The following steps are performed to transform a sentence into a structured and formatted representation, which will be more convenient for the similarity computation process.
  • Tokenization: input sentences are broken up into tokens (words).

  • Punctuation sign removal: punctuation signs are used in any text. They are considered as unimportant information between sentences. They are removed to get more significant results.

  • Lemmatization: morphological variants are reduced to their stem form.

3.2 Similarity scores attribution

We measure three similarity scores as lexical, semantic and syntactico-semantic based on the content of the LMF standardized dictionaries [3].

The score of lexical similarity is computed based on the lexical unit constituting the sentences to extract the lexically similar words.

The lexical similarity score is based on the number of common terms between the sentences. To calculate the score SL(S1,S2), we used Jaccard coefficient [7] that is a fairly quite useful and easy standard to automate the measurement. Thus, the following formula describes how to compute the lexical similarity between sentences.
$$\begin{aligned} \mathrm{SL}(\mathrm{S1},~\mathrm{S2})=\frac{\mathrm{MC}}{\mathrm{MS1}+\mathrm{MS2}-\mathrm{MC}}, \end{aligned}$$
(1)
where:
  • MC is the number of common words between the sentences S1 and S2,

  • MS1 is the number of words contained in sentence S1 and

  • MS2 is the number of words contained in sentence S2.

The score of the semantic similarity is computed by the use of LMF standardized dictionaries [3]. The procedure to compute the semantic similarity consists, firstly, in forming a joint word set using only the distinct stems in the pair of sentences. For each sentence, a raw semantic vector is derived and enriched using the LMF standardized dictionary [3]. Indeed, each sentence is readily represented by the use of the joint word set as follows: The vector derived from the joint word set is denoted T. Each entry of the semantic vector corresponds to a stem in the joint word set, so the dimension equals the number of stems in the joint word set. The value of an entry of the lexical semantic vector, Ti (i \(=\) 1, 2, m), is determined by the semantic similarity of the word corresponding to a word in the sentence. Given that Wi is the word of the joint word set,
  • Case 1: if Wi appears in the sentence, then Ti is set to 1.

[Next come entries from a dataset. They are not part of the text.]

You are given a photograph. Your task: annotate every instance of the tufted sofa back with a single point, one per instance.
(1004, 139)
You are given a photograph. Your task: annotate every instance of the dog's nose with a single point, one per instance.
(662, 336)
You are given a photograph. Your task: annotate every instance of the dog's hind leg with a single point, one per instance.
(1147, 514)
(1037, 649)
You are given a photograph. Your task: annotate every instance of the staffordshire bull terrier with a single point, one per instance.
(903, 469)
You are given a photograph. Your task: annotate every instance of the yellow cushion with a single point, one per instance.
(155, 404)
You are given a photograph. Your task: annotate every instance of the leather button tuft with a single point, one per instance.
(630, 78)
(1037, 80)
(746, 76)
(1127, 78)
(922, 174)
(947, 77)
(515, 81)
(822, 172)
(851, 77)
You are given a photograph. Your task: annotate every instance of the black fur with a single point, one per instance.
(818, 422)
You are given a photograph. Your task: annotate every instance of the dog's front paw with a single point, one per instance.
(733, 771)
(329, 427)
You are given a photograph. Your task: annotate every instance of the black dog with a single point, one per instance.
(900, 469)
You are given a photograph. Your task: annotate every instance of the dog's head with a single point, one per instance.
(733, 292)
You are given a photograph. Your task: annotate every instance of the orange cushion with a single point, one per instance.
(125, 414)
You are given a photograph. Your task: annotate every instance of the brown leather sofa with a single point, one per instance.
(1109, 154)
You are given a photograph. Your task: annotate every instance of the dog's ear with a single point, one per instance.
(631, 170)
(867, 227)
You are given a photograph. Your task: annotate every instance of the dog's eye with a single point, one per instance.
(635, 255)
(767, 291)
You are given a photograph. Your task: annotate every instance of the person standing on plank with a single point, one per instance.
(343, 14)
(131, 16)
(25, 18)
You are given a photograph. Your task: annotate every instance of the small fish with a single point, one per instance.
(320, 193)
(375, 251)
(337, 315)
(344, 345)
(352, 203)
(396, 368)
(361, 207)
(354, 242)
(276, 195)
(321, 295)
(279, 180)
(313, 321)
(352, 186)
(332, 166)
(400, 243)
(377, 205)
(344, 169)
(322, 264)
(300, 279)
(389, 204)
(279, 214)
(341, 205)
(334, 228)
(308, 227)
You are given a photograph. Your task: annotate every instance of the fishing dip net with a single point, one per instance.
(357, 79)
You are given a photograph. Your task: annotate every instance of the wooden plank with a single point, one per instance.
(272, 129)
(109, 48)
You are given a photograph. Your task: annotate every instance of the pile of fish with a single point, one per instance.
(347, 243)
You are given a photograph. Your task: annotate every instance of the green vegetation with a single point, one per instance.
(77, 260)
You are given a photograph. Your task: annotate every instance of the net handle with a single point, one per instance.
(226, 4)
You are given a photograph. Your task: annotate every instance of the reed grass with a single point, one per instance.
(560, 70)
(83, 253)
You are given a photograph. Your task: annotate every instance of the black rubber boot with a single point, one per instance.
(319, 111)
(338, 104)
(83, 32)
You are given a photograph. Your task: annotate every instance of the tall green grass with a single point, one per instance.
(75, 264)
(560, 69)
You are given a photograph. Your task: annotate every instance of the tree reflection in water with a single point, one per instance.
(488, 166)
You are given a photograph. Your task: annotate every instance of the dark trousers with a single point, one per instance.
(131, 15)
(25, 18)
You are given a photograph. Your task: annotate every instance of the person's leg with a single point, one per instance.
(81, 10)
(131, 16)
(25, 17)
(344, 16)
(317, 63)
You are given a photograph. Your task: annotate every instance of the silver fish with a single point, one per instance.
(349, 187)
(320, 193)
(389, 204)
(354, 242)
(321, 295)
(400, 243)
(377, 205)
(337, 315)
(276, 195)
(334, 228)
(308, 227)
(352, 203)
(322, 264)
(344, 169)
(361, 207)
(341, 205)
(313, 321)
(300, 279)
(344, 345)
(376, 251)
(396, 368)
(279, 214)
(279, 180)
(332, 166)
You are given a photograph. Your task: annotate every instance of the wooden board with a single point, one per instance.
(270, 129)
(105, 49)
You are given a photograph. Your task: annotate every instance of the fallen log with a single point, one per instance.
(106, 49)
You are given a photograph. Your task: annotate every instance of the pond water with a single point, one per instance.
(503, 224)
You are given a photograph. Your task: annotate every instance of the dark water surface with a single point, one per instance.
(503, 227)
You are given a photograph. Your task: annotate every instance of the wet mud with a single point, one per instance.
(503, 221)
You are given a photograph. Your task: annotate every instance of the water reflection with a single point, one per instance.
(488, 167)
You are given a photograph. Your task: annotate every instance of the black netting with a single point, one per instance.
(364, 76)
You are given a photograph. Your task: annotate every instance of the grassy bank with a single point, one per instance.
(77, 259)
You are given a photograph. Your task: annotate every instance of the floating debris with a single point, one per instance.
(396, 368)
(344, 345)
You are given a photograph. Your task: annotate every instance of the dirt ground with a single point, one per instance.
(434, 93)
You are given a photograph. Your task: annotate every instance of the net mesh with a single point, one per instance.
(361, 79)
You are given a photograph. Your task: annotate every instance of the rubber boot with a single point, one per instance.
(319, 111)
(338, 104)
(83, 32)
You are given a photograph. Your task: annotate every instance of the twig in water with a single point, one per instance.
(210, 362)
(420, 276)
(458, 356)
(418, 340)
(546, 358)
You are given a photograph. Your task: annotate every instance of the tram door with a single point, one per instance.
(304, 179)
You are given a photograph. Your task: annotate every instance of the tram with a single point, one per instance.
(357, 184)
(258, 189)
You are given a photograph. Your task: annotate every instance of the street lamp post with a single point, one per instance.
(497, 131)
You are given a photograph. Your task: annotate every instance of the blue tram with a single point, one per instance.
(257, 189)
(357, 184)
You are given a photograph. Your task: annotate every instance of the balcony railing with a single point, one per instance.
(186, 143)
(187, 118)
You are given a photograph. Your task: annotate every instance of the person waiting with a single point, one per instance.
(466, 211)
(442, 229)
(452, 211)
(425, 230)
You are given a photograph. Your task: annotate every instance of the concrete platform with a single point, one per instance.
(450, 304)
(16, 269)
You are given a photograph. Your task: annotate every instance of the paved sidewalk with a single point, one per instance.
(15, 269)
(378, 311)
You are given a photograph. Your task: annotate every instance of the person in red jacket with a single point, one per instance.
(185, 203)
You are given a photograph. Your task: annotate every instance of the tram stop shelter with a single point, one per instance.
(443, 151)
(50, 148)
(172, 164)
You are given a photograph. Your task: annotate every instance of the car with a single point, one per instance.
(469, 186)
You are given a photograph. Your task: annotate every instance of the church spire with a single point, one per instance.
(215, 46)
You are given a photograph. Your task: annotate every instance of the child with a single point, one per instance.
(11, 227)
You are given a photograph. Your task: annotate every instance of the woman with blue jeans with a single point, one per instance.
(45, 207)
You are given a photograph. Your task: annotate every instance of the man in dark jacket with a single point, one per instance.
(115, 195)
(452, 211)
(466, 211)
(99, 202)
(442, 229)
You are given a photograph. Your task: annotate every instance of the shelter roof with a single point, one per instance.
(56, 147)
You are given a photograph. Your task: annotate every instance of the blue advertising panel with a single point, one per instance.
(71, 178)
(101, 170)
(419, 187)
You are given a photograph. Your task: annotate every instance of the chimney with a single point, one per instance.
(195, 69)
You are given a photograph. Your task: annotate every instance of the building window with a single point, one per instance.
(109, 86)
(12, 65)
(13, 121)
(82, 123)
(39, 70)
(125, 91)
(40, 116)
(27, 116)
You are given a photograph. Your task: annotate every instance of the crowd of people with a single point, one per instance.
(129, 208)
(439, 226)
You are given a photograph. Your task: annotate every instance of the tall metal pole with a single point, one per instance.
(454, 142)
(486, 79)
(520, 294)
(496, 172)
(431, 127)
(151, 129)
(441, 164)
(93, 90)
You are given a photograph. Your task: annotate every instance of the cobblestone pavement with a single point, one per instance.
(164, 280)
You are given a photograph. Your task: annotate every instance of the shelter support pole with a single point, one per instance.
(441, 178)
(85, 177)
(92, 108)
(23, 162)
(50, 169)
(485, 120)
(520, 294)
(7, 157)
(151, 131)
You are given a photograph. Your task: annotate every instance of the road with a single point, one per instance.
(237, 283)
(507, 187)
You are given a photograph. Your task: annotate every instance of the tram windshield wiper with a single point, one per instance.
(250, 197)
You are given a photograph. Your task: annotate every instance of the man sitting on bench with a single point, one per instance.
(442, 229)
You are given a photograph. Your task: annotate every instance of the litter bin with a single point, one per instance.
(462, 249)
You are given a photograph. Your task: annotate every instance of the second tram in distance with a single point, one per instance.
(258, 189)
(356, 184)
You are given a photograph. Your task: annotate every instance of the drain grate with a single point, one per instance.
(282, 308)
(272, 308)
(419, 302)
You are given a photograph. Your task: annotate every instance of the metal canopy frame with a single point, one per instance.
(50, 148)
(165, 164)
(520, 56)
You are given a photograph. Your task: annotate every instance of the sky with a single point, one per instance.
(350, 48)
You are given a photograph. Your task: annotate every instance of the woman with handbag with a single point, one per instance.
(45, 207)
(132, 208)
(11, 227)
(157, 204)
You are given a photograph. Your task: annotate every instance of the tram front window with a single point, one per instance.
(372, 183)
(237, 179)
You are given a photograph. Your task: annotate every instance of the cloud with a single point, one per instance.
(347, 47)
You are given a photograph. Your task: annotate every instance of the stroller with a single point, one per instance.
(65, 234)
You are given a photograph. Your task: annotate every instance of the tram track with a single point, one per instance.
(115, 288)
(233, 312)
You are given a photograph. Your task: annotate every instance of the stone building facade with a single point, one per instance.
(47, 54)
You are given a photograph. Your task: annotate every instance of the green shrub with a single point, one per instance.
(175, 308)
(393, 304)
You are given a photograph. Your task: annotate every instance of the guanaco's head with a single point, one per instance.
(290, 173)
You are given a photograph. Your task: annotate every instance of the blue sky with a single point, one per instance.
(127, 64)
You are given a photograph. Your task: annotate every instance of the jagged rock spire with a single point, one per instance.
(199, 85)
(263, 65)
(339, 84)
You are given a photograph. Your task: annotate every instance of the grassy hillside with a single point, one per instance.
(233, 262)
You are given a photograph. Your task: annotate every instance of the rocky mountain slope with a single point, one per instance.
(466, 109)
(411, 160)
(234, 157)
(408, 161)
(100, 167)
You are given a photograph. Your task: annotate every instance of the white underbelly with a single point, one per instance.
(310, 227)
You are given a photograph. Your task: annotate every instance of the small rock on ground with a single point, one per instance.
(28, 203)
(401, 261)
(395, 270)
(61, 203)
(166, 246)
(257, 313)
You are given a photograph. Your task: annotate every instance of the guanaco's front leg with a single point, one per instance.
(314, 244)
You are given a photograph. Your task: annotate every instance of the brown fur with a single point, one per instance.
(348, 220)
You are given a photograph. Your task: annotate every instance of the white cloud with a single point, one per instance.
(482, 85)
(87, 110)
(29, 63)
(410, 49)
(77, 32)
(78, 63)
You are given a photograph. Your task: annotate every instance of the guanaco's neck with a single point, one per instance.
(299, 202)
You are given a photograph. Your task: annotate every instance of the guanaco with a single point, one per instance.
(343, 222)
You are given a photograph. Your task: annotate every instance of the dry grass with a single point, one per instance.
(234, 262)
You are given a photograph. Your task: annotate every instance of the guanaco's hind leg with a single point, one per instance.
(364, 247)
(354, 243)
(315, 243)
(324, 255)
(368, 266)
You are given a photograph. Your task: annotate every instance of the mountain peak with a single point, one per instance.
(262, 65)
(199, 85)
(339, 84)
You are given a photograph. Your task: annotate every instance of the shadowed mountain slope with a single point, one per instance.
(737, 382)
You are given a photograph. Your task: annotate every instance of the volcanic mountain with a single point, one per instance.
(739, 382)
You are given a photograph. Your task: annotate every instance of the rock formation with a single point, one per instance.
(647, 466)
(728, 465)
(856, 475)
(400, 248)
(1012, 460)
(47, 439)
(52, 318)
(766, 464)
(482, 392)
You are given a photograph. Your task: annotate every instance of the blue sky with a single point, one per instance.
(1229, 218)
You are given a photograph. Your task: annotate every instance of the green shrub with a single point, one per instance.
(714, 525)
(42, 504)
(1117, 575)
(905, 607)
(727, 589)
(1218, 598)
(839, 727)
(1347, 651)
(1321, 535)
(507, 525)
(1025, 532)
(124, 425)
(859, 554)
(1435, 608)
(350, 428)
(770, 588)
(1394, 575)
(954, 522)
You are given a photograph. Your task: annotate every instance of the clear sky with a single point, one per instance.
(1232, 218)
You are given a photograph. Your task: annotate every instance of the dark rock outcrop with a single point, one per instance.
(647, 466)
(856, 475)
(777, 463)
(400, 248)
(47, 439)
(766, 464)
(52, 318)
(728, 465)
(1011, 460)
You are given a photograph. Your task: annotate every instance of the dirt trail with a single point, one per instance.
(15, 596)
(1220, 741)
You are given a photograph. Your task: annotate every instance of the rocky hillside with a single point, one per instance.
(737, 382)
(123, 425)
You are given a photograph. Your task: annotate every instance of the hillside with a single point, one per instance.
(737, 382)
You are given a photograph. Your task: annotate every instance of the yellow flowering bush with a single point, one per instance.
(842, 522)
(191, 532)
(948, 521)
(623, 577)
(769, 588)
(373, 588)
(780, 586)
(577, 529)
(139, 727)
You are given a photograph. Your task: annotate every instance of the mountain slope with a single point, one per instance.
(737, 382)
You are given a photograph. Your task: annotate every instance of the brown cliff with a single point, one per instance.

  • Case 2: if Wi is not contained in the sentence, then a semantic similarity score is computed between Wi and each word in the sentence using the synonymy relations of LMF standardized dictionary (extracted from Sense Relation class). Thus, the most similar word to Wi in sentence is the one with the highest similarity score \(\theta \), then Ti is set to \(\theta \).

The process of semantic similarity detection is presented in Fig. 3.
In fact, the LMF normalized dictionary model defines many types of semantic relationships (e.g., synonymy, antonymy, etc.) between the meanings of two or several lexical entries by means of the Sense Relation class. Given two words W1 and W2, we need to find the semantic similarity Sim(W1,W2). We can do this by analyzing the synonymy relations between the senses of words as follows: words are linked by a semantic relationship in the LMF standardized dictionary and with relation pointers to other synsets. One direct method for word similarity calculation is to find the synonymy set of each word so as to detect the common synonyms between the two words. For example, the common synonyms between the words “stable” and “constant” are “steady” and “firm”, as the synonyms of “stable” are steady, constant, enduring, firm, stabile, while the synonyms of ”constant” are steady, abiding, firm, perpetual, hourly.
Fig. 4

Determination diagram semantic argument properties

Once the two sets of synonyms for each word are collected, we calculate the degree of similarity between them using the Jaccard coefficient [7]:
$$\begin{aligned} \mathrm{Sim(W1,W2)}=\frac{\mathrm{MC}}{\mathrm{MW1}}+\mathrm{MW2}-\mathrm{MC}, \end{aligned}$$
(2)
where:
  • MC is the number of common words between the two synonym sets,

  • MW1 is the number of words contained in the w1 synonym set and

  • MW2 is the number of words contained in the w2 synonym set. From the generated semantic vectors, as described above, we compute the semantic similarity score, which we call SM(S1, S2), between them, using the Cosine similarity [18].
    $$\begin{aligned} \mathrm{SM(S1,S2)}= \frac{V1 . V2}{|| V1||. ||V2||}, \end{aligned}$$
    (3)
    where:
    • V1 is the semantic vector of sentence S1 and

    • V2 is the semantic vector of sentence S2. Semantic knowledge and especially semantic arguments, which aim at characterizing the meanings of lexical units in sentences, have attracted considerable interest in both linguistic and computational linguistic domains. Such semantic arguments can be defined as a semantic linguistic property that can be used as a valuable means of comprehending the specific meaning of a sentence. Moreover, the semantic argument is characterized by the semantic class and the thematic role that provides information about the relationships between words and provides a mechanism of interaction among the syntactic processors. The thematic role refers to a semantic relationship between a predicate and its arguments. For example, the thematic role, “the broom-handle” is different in a sentence S1: “He banged the broom-handle on the ceiling”, and S2: “He banged the ceiling with the broom-handle”, because it presents an object in S1 and an instrument in S2. Likewise, the semantic argument “the ceiling” plays the role of a location in S1 and an object in S2.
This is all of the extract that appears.